Differential equation question

Hurkyl
Staff Emeritus
Gold Member
P.S.

$$x(t)=k_1 e^t Cos[\sqrt{2}t]+k_2e^t Sin[\sqrt{2}t]-1/3$$
$$y(t)=k_1e^t\left(-\sqrt{2}Sin(\sqrt{2}t)\right)+k_2e^t\left(\sqrt{2} Cos(\sqrt{2}t)\right)+1/3$$

Can be simplified: remember your trigonometry! They're equivalent to:

$$x(t) = A e^t \sin(\sqrt{2} t + B) - 1/3$$
$$y(t) = A \sqrt{2} e^t \cos(\sqrt{2} t + B) + 1/3$$

where $A^2 = k_1^2 + k_2^2$ and $\tan B = k_1 / k_2$.

This gives a nice way to solve for t as -B + Log(f(x, y)) where f is a linear polynomial. You ought to be able to reduce it to a nonparametric equation, but I haven't worked out the details yet.

Last edited:
saltydog
Homework Helper
Ok, I'll look at your suggestions Hurkyl. Thanks.

However, continuing with the complex analysis, for:

$$v=\frac{i}{\alpha(\sqrt{2}-i)}-\frac{w}{\sqrt{2}(\alpha+1)}+\frac{K}{w^{\alpha}}$$

with:

$$v=\frac{x}{i},\quad w=i+(\sqrt{2}-i)u,\quad u=y-\frac{\sqrt{2}x}{i},\quad \alpha=\frac{\sqrt{2}+i}{\sqrt{2}-i}$$

I obtain:

\begin{align*} \frac{i}{\alpha(\sqrt{2}-i)} &= \frac{1}{3}+\frac{i\sqrt{2}}{3} \\ \\ -\frac{w}{\alpha(\sqrt{2}-i} &= \left(y-\frac{x}{2}-\frac{1}{2}\right)+ i\left(\frac{1}{\sqrt{8}}+\sqrt{2}x+\frac{y}{\sqrt{8}}\right) \\ \\ \frac{K}{w^{\alpha}} &= KExp\left(\frac{ln(r)}{3}+\frac{\sqrt{8}}{3}\theta\right)\left[Cos\left(\frac{\theta}{3}+\frac{\sqrt{8}}{3}ln(r)\right)-iSin\left(\frac{\theta}{3}+\frac{\sqrt{8}}{3}ln(r)\right)\right] \end{align}

With:

$$r=\sqrt{2(x+y)^2+(1+2x-y)^2}$$

$$\theta=ArcTan\left[\frac{1+2x-y}{x+y}\right]$$

It's very messy but can now be placed in a form:

$$f(x,y)+ig(x,y)=C$$

@@
my goodness~
that is one tough O.D.E!

saltydog
Homework Helper
asdf1 said:
@@
my goodness~
that is one tough O.D.E!

Asdf,

All that complex stuf, maybe not necessary and don't wish to give you the impression that the ODE was complex. It wasn't really. Hurkly and I just pursued a different approach which I just left at the point I did. However, the important part is that the solution is attainable via the substitutions suggested and/or the parametric route I chose. The parametric form provides a clean means of plotting the solution and is one I'd suggest using.

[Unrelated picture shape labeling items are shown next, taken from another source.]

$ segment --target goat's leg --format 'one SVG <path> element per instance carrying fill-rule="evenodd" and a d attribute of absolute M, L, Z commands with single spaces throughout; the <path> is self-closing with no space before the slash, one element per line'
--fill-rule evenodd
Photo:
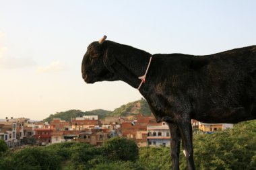
<path fill-rule="evenodd" d="M 172 157 L 172 170 L 179 169 L 179 157 L 180 154 L 181 133 L 177 124 L 168 124 L 170 132 L 170 155 Z"/>
<path fill-rule="evenodd" d="M 188 169 L 195 170 L 193 159 L 193 143 L 192 143 L 192 126 L 190 121 L 180 122 L 179 128 L 181 131 L 182 142 L 183 146 L 183 153 L 186 157 Z"/>

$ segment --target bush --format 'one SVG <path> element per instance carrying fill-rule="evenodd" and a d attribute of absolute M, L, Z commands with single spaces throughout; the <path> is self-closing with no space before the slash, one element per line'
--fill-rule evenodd
<path fill-rule="evenodd" d="M 136 143 L 123 138 L 108 140 L 103 146 L 105 155 L 111 160 L 135 161 L 138 158 L 139 149 Z"/>
<path fill-rule="evenodd" d="M 13 153 L 1 160 L 0 169 L 58 170 L 61 169 L 61 159 L 50 151 L 28 148 Z"/>

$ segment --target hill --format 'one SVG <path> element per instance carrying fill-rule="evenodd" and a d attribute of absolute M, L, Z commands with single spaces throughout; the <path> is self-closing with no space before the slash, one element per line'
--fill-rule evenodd
<path fill-rule="evenodd" d="M 141 98 L 139 100 L 128 103 L 115 109 L 114 111 L 104 110 L 95 110 L 88 112 L 82 112 L 79 110 L 71 110 L 66 112 L 57 112 L 51 114 L 49 117 L 44 119 L 44 122 L 51 122 L 53 118 L 61 118 L 63 120 L 70 121 L 71 118 L 75 118 L 86 115 L 98 115 L 100 119 L 106 117 L 129 117 L 139 114 L 143 116 L 150 116 L 151 111 L 147 101 Z"/>
<path fill-rule="evenodd" d="M 70 122 L 71 118 L 88 115 L 98 115 L 100 119 L 104 119 L 109 112 L 111 112 L 100 109 L 89 112 L 82 112 L 79 110 L 71 110 L 66 112 L 57 112 L 55 114 L 51 114 L 49 117 L 44 119 L 43 121 L 51 122 L 53 118 L 60 118 L 62 120 Z"/>
<path fill-rule="evenodd" d="M 150 116 L 151 111 L 146 99 L 141 98 L 139 100 L 128 103 L 115 109 L 108 114 L 107 116 L 127 117 L 142 114 L 143 116 Z"/>

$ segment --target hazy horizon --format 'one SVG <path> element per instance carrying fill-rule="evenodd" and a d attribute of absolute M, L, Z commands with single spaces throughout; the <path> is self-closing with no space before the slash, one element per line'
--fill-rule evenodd
<path fill-rule="evenodd" d="M 82 79 L 87 46 L 104 34 L 151 54 L 256 44 L 255 1 L 0 1 L 0 118 L 40 120 L 139 99 L 125 83 Z"/>

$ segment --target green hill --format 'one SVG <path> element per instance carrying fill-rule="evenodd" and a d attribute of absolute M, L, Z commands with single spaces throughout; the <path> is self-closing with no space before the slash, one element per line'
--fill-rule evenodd
<path fill-rule="evenodd" d="M 89 112 L 82 112 L 79 110 L 71 110 L 51 114 L 49 117 L 44 119 L 43 121 L 51 122 L 53 118 L 60 118 L 62 120 L 70 122 L 71 118 L 88 115 L 98 115 L 100 119 L 104 119 L 109 112 L 110 112 L 110 111 L 104 110 L 95 110 Z"/>
<path fill-rule="evenodd" d="M 51 122 L 53 118 L 61 118 L 63 120 L 69 122 L 71 118 L 74 118 L 86 115 L 98 115 L 100 119 L 104 119 L 106 117 L 109 116 L 127 117 L 139 114 L 142 114 L 143 116 L 150 116 L 151 114 L 148 104 L 143 98 L 123 105 L 112 112 L 100 109 L 88 112 L 82 112 L 79 110 L 71 110 L 66 112 L 57 112 L 55 114 L 51 114 L 49 117 L 44 119 L 43 121 Z"/>
<path fill-rule="evenodd" d="M 147 101 L 141 98 L 133 102 L 128 103 L 115 109 L 108 114 L 108 116 L 126 117 L 142 114 L 143 116 L 150 116 L 151 111 Z"/>

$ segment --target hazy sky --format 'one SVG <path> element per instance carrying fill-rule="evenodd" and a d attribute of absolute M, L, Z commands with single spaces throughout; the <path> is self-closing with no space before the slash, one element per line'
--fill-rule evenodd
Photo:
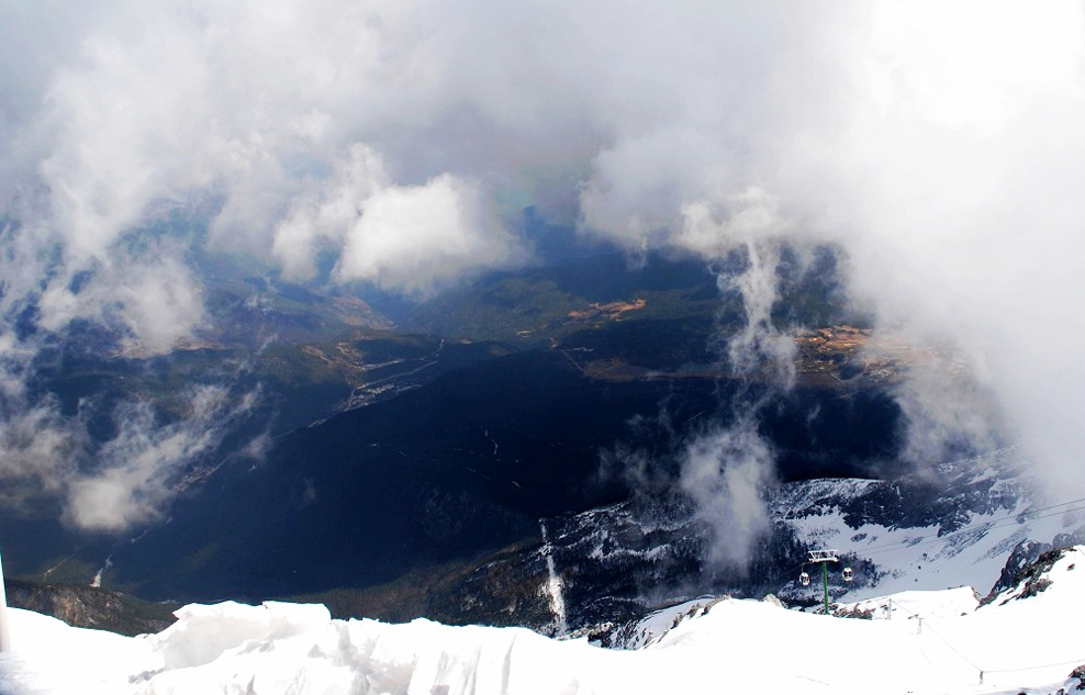
<path fill-rule="evenodd" d="M 1080 2 L 3 1 L 5 428 L 49 408 L 27 305 L 152 349 L 203 321 L 164 211 L 424 298 L 529 262 L 536 205 L 631 251 L 839 243 L 881 322 L 971 357 L 916 381 L 932 427 L 991 394 L 1082 478 L 1082 123 Z"/>

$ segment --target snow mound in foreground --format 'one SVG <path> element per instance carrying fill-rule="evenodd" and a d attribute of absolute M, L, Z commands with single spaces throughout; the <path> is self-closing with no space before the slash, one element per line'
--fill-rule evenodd
<path fill-rule="evenodd" d="M 12 610 L 0 693 L 1054 693 L 1085 663 L 1085 548 L 1039 575 L 1043 591 L 975 609 L 970 588 L 885 597 L 888 619 L 725 598 L 629 651 L 519 628 L 332 620 L 323 606 L 282 603 L 187 606 L 138 638 Z M 875 617 L 880 599 L 864 603 Z"/>

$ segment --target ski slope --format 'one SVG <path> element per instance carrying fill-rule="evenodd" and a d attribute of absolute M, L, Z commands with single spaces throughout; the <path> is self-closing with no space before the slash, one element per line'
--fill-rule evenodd
<path fill-rule="evenodd" d="M 137 638 L 11 610 L 0 692 L 1054 693 L 1085 664 L 1085 547 L 1041 579 L 1036 595 L 1017 586 L 982 607 L 967 587 L 871 598 L 870 620 L 724 598 L 635 650 L 521 628 L 333 620 L 320 605 L 190 605 Z"/>

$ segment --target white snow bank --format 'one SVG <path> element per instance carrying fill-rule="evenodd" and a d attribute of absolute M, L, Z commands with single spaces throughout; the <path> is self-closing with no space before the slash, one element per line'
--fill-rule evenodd
<path fill-rule="evenodd" d="M 635 651 L 518 628 L 332 620 L 323 606 L 281 603 L 188 606 L 134 639 L 12 610 L 0 693 L 1050 693 L 1085 663 L 1085 552 L 1049 578 L 1036 596 L 980 609 L 967 587 L 887 597 L 908 619 L 724 599 Z"/>

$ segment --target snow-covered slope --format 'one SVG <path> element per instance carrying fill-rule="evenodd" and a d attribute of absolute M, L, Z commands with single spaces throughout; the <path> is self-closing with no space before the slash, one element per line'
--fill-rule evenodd
<path fill-rule="evenodd" d="M 189 606 L 139 638 L 15 610 L 0 692 L 1054 693 L 1076 685 L 1069 675 L 1085 663 L 1085 548 L 1048 560 L 1030 578 L 1043 591 L 1017 587 L 977 609 L 961 590 L 890 597 L 888 619 L 871 620 L 725 598 L 626 651 L 522 628 L 332 620 L 322 606 L 273 603 Z"/>
<path fill-rule="evenodd" d="M 798 582 L 808 549 L 838 550 L 835 601 L 909 590 L 975 586 L 986 594 L 1007 556 L 1031 562 L 1052 543 L 1085 542 L 1085 490 L 1036 496 L 1014 448 L 895 480 L 818 479 L 767 492 L 772 534 L 743 571 L 703 562 L 711 534 L 696 509 L 674 497 L 638 498 L 548 522 L 548 559 L 563 579 L 572 627 L 617 623 L 631 635 L 639 615 L 703 593 L 819 603 L 820 582 Z M 1066 503 L 1070 504 L 1066 504 Z M 854 569 L 851 583 L 841 569 Z M 817 568 L 806 565 L 815 575 Z M 624 643 L 618 637 L 613 642 Z"/>

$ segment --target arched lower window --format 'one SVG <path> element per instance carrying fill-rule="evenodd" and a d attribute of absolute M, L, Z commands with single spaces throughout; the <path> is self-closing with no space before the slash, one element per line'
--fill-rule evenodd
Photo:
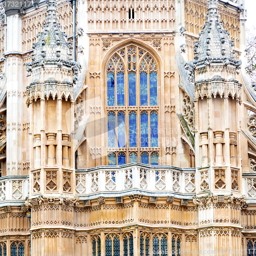
<path fill-rule="evenodd" d="M 6 256 L 6 245 L 3 242 L 0 243 L 0 256 Z"/>
<path fill-rule="evenodd" d="M 123 239 L 123 256 L 133 256 L 133 237 L 132 234 L 125 234 Z"/>
<path fill-rule="evenodd" d="M 177 234 L 174 234 L 172 239 L 172 256 L 181 256 L 180 238 Z"/>
<path fill-rule="evenodd" d="M 142 233 L 140 237 L 140 256 L 150 255 L 150 237 L 147 234 Z"/>
<path fill-rule="evenodd" d="M 95 237 L 92 240 L 93 256 L 101 255 L 100 238 L 99 237 Z"/>
<path fill-rule="evenodd" d="M 21 242 L 14 242 L 11 245 L 11 256 L 25 256 L 24 245 Z"/>
<path fill-rule="evenodd" d="M 105 240 L 105 256 L 120 256 L 120 240 L 116 235 L 109 235 Z"/>
<path fill-rule="evenodd" d="M 117 50 L 107 62 L 107 150 L 114 151 L 115 164 L 123 163 L 121 153 L 125 163 L 135 161 L 134 151 L 136 161 L 158 164 L 158 154 L 152 155 L 159 146 L 157 66 L 151 53 L 134 45 Z M 142 156 L 143 152 L 147 155 Z"/>

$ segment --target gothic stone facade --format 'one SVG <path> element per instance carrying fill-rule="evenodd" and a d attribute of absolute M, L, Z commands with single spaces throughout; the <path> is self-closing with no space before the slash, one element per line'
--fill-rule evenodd
<path fill-rule="evenodd" d="M 256 95 L 226 2 L 77 0 L 76 59 L 68 1 L 2 12 L 0 256 L 254 255 Z"/>

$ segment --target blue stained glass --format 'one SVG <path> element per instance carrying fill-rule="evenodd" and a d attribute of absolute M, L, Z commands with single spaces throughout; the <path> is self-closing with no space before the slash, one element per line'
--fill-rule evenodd
<path fill-rule="evenodd" d="M 18 247 L 18 256 L 24 256 L 24 255 L 25 255 L 24 246 L 23 245 L 23 244 L 22 244 Z"/>
<path fill-rule="evenodd" d="M 113 111 L 108 115 L 108 146 L 116 146 L 116 136 L 115 132 L 116 116 Z"/>
<path fill-rule="evenodd" d="M 113 256 L 120 256 L 120 241 L 117 237 L 113 241 Z"/>
<path fill-rule="evenodd" d="M 136 74 L 132 72 L 128 74 L 129 106 L 136 105 Z"/>
<path fill-rule="evenodd" d="M 147 105 L 147 75 L 145 72 L 140 74 L 140 105 Z"/>
<path fill-rule="evenodd" d="M 119 153 L 118 154 L 118 165 L 121 165 L 121 164 L 125 164 L 125 155 L 122 153 Z"/>
<path fill-rule="evenodd" d="M 141 146 L 148 146 L 148 119 L 146 111 L 140 115 L 140 131 Z"/>
<path fill-rule="evenodd" d="M 135 152 L 132 152 L 130 154 L 130 162 L 134 163 L 137 162 L 137 154 Z"/>
<path fill-rule="evenodd" d="M 124 113 L 118 112 L 117 115 L 117 142 L 118 147 L 125 146 L 125 127 L 124 124 Z"/>
<path fill-rule="evenodd" d="M 115 105 L 115 75 L 112 72 L 106 75 L 108 105 Z"/>
<path fill-rule="evenodd" d="M 150 74 L 150 105 L 157 105 L 157 73 Z"/>
<path fill-rule="evenodd" d="M 151 164 L 152 165 L 158 165 L 158 154 L 156 152 L 153 152 L 151 154 Z"/>
<path fill-rule="evenodd" d="M 108 161 L 109 162 L 109 165 L 116 165 L 116 159 L 115 154 L 110 153 L 108 157 Z"/>
<path fill-rule="evenodd" d="M 13 244 L 11 248 L 11 256 L 17 256 L 17 246 Z"/>
<path fill-rule="evenodd" d="M 105 242 L 105 251 L 106 256 L 112 256 L 112 241 L 109 236 Z"/>
<path fill-rule="evenodd" d="M 167 256 L 167 239 L 165 237 L 163 237 L 161 240 L 161 255 Z"/>
<path fill-rule="evenodd" d="M 137 115 L 134 111 L 129 114 L 129 142 L 131 147 L 137 146 Z"/>
<path fill-rule="evenodd" d="M 98 243 L 98 255 L 97 256 L 100 256 L 101 255 L 101 245 L 100 244 L 100 238 L 98 238 L 97 241 Z"/>
<path fill-rule="evenodd" d="M 152 111 L 150 115 L 151 146 L 158 146 L 158 121 L 157 113 Z"/>
<path fill-rule="evenodd" d="M 133 256 L 133 237 L 131 236 L 129 239 L 129 256 Z"/>
<path fill-rule="evenodd" d="M 140 237 L 140 256 L 144 256 L 144 239 L 142 236 Z"/>
<path fill-rule="evenodd" d="M 96 254 L 96 240 L 95 238 L 93 240 L 93 256 L 97 256 Z"/>
<path fill-rule="evenodd" d="M 116 89 L 117 92 L 117 105 L 124 105 L 124 74 L 122 72 L 116 75 Z"/>
<path fill-rule="evenodd" d="M 146 164 L 149 163 L 148 153 L 142 152 L 141 154 L 141 162 Z"/>
<path fill-rule="evenodd" d="M 123 256 L 128 256 L 128 241 L 126 237 L 123 239 Z"/>
<path fill-rule="evenodd" d="M 159 239 L 157 237 L 153 239 L 153 256 L 158 256 L 159 254 Z"/>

However, the other one you proposed up there allows for yet another approach which also can be solved parametrically via differential operators.

I'll make some postings.

Hurkyl
Staff Emeritus
Gold Member
Aha! I finally figured out the geometric picture I was searching for.

So, we have the equation:

$$\frac{dy}{dx} = \frac{L_1(x, y)}{L_2(x, y)}$$

where the L's are linear.

The L's are computing the distance from some fixed line. (Times some constant).

dy/dx is computing the slope of the tangent line at (x, y)... or, the tangent of the angle the tangent line makes with the horizontal.

So now we can get a coordinate free picture:

"The tangent of the angle between the tangent line at (x, y) with some fixed line is proportional to the ratio of the distances from (x, y) two these other two fixed lines"

And it suggests a good way to look at the problem: after shifting coordinates so that the two fixed lines intersect at the origin, you should convert to polar coordinates!

My initial stab at the algebra suggests that the computation is straightforward, although tedious and involving the complexes.

By the way, this is a good substitution for trig integrals:

sin θ = 2t / (1 + t²)
cos θ = (1 - t²) / (1 + t²)
dθ = (2 dt) / (1 + t²)

(I think I have dθ right)

Yes, you're right~
There's lots of different approaches to a question~
It's just that...
You guys are amazing!
I'd never of thought to come up with those ideas~
It makes me want to start jumping into mathematics books and brush up on my math~

Hurkyl
Staff Emeritus
Sigh, not all that enlightening. Everything except the "some constant" depend on the coefficients in the original problem.